Qwen3.6 35B-A3B very sensitive to quantization ?
Posted by Sudden_Vegetable6844@reddit | LocalLLaMA | View on Reddit | 5 comments
Wondering if it's a fluke of my testing (using LMStudio, runtime 2.14.0 based on llama.cpp release b8861) or if that model is very sensitive to quantization.
I have been testing various quants with the following prompt (thinking ON):
"I need to wash my car, the washing station is 50m away, should I walk or drive there ?"
And only Q8 comes out consistently with "drive" as the answer across multiple runs.
Lower quants at Q4 and even Q6, both from lmstudio and unsloth, come out with "walk" at varying frequencies, failing very often at Q4.
FWIW the 27B is more resilient to that particular test and answers with "drive" consistently at Q4.
No-Refrigerator-1672@reddit
I assume 3.6 behaves in the same way as 3.5. Here is a post by Unsloth detailing how much a model's internal state differs from original by each quant type.
KURD_1_STAN@reddit
It seems it doesnt behave the same as 3.5
Ok-Measurement-1575@reddit
Bf16 does appear to do things the q8 struggles with.

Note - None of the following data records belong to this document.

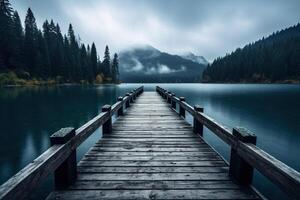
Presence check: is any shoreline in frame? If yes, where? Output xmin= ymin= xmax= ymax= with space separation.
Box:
xmin=1 ymin=82 xmax=300 ymax=88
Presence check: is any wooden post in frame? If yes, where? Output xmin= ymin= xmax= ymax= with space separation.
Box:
xmin=193 ymin=105 xmax=204 ymax=135
xmin=171 ymin=93 xmax=176 ymax=109
xmin=131 ymin=90 xmax=136 ymax=101
xmin=179 ymin=97 xmax=186 ymax=118
xmin=117 ymin=96 xmax=124 ymax=116
xmin=50 ymin=127 xmax=77 ymax=189
xmin=125 ymin=93 xmax=130 ymax=108
xmin=130 ymin=92 xmax=134 ymax=103
xmin=102 ymin=105 xmax=112 ymax=134
xmin=164 ymin=90 xmax=168 ymax=99
xmin=229 ymin=127 xmax=257 ymax=185
xmin=140 ymin=86 xmax=144 ymax=94
xmin=167 ymin=92 xmax=172 ymax=104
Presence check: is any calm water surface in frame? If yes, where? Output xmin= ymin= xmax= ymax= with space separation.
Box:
xmin=0 ymin=84 xmax=299 ymax=199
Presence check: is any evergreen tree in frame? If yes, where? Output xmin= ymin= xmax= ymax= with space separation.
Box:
xmin=36 ymin=30 xmax=50 ymax=78
xmin=0 ymin=2 xmax=116 ymax=84
xmin=111 ymin=53 xmax=119 ymax=82
xmin=54 ymin=23 xmax=65 ymax=77
xmin=68 ymin=24 xmax=80 ymax=81
xmin=10 ymin=11 xmax=24 ymax=69
xmin=24 ymin=8 xmax=38 ymax=75
xmin=203 ymin=23 xmax=300 ymax=82
xmin=0 ymin=0 xmax=13 ymax=70
xmin=63 ymin=35 xmax=71 ymax=80
xmin=80 ymin=44 xmax=90 ymax=82
xmin=90 ymin=43 xmax=98 ymax=78
xmin=102 ymin=45 xmax=111 ymax=77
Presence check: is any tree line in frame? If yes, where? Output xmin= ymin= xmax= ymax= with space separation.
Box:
xmin=0 ymin=0 xmax=119 ymax=84
xmin=203 ymin=23 xmax=300 ymax=83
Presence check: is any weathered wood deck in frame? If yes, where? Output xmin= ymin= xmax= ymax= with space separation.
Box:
xmin=46 ymin=92 xmax=261 ymax=200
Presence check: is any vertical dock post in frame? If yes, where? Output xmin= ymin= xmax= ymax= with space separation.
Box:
xmin=167 ymin=92 xmax=172 ymax=104
xmin=50 ymin=127 xmax=77 ymax=189
xmin=164 ymin=90 xmax=168 ymax=99
xmin=125 ymin=93 xmax=130 ymax=108
xmin=193 ymin=105 xmax=204 ymax=135
xmin=130 ymin=91 xmax=134 ymax=103
xmin=117 ymin=96 xmax=124 ymax=116
xmin=229 ymin=127 xmax=257 ymax=185
xmin=102 ymin=105 xmax=112 ymax=134
xmin=179 ymin=97 xmax=186 ymax=118
xmin=132 ymin=90 xmax=136 ymax=100
xmin=171 ymin=93 xmax=176 ymax=109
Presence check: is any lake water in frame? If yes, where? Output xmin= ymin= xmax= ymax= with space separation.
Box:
xmin=0 ymin=84 xmax=299 ymax=199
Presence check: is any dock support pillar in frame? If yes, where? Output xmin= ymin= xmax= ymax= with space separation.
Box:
xmin=229 ymin=127 xmax=257 ymax=185
xmin=179 ymin=97 xmax=186 ymax=118
xmin=102 ymin=105 xmax=112 ymax=134
xmin=50 ymin=127 xmax=77 ymax=189
xmin=125 ymin=93 xmax=130 ymax=108
xmin=193 ymin=105 xmax=204 ymax=135
xmin=171 ymin=93 xmax=176 ymax=109
xmin=117 ymin=97 xmax=124 ymax=116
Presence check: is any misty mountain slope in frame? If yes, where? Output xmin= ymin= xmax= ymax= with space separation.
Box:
xmin=181 ymin=52 xmax=209 ymax=65
xmin=119 ymin=45 xmax=207 ymax=83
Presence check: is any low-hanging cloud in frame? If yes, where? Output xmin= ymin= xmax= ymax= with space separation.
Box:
xmin=12 ymin=0 xmax=300 ymax=61
xmin=123 ymin=57 xmax=186 ymax=75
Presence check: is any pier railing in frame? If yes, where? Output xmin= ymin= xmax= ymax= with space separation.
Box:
xmin=0 ymin=86 xmax=144 ymax=200
xmin=156 ymin=86 xmax=300 ymax=199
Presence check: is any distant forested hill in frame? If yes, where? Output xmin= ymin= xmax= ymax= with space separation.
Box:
xmin=203 ymin=23 xmax=300 ymax=83
xmin=119 ymin=45 xmax=206 ymax=83
xmin=0 ymin=0 xmax=119 ymax=85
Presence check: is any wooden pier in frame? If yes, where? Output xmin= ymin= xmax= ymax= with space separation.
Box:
xmin=0 ymin=86 xmax=300 ymax=200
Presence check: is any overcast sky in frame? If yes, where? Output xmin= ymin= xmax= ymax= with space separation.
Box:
xmin=11 ymin=0 xmax=300 ymax=61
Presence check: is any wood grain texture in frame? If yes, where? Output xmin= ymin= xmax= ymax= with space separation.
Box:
xmin=47 ymin=91 xmax=262 ymax=200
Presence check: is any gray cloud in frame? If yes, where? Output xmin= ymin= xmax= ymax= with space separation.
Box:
xmin=11 ymin=0 xmax=300 ymax=61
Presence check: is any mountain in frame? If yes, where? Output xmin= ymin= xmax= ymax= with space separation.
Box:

Q4KL/XL is very strong but occasionally fumbles.
Watching the q8 call tools is like watching Spiderman swing between buildings at warp speed.
Grudgingly moved up to the bf16 and it is, unfortunately, better.
Impossible_Car_3745@reddit
In my experience, moe models are sensitive to quantization in general. If it is 35b-a3b, it behaves like just 3b model in quantization. I used to use minimax 2.5 awq, so 220b-a10b 4bit quant. And it's just unusable.
Dr_Me_123@reddit
Quantization is lossy and specific to the calibration corpus. For Qwen3.6 35B, I found that q8_0 and bf16 outputs may differ on certain questions, if they are not covered by the corpus. I think a better option is to make a custom quantization and test it on the task.